И потом. Ведь стихи — это коробочки (консервы) с общим опытом: бери и ешь. Персональная часть здесь связана скорее с упаковкой: конфигурацией банки, наклейкой, логотипом, манерой составлять слова. То, что в моих книжках моего, неразделённого и нераздельного, при чтении со стороны не опознаётся и не имеет отношения ни к биографии, ни к топографии, как слово «эсь?» в одной из сидоровских поэм.

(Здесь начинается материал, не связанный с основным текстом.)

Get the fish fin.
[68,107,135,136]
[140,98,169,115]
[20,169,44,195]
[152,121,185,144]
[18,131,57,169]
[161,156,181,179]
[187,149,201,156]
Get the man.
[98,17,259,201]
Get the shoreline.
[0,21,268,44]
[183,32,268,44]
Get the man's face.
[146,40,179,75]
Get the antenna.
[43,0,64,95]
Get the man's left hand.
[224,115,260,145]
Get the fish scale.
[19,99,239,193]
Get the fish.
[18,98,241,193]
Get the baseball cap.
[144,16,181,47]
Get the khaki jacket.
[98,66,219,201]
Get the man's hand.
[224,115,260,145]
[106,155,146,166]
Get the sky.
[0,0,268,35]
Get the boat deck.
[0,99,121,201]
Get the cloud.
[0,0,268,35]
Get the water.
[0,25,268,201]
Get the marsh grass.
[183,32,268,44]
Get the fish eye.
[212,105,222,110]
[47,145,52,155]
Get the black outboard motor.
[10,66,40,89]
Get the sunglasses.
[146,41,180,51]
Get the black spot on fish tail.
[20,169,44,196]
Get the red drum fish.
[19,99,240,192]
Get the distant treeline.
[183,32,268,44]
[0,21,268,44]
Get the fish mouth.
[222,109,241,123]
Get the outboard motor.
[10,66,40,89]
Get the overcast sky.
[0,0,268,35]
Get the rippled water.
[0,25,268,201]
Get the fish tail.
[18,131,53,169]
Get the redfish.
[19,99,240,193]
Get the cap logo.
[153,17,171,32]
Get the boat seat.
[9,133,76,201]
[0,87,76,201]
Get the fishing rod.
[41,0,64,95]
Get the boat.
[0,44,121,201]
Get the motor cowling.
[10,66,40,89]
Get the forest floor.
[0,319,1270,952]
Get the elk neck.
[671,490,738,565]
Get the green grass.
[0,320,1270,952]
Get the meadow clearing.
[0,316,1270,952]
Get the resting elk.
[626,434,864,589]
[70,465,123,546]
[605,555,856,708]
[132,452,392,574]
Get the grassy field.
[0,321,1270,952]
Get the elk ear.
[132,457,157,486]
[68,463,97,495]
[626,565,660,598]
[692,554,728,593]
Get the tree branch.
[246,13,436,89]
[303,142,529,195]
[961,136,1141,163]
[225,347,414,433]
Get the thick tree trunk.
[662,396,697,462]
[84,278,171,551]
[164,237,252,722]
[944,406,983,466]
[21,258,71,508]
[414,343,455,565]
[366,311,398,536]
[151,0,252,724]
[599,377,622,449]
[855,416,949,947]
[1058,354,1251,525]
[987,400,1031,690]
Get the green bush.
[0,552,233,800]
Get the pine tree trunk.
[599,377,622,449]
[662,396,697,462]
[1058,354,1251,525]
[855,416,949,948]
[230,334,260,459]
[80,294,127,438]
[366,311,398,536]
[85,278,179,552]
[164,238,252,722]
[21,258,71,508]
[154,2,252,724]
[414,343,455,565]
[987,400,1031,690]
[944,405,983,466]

Это знание — лишнее, избыточное; и держатся такие вещи на булавках, которые видны исключительно автору.
- Что значит для вас работа с порталом OpenSpace.ru, в какой мере это ваш личный проект? Как главный редактор OpenSpace.ru Мария Степанова взаимодействует с поэтом Марией Степановой, в каких отношениях они состоят?
- Понимаю, что этот вопрос вроде как напрашивается; всё, что могу, — коротко сказать о том, как у меня эти вещи уравновешены. Я много лет стараюсь устроить жизнь так, чтобы мои тексты и мой способ добывать свой хлеб не пересекались, оставались несообщающимися сосудами. Для меня это по многим причинам принципиально; вот и сейчас я не хотела бы смешивать два эти ремесла — ни в разговоре о стихах, ни в собственной голове.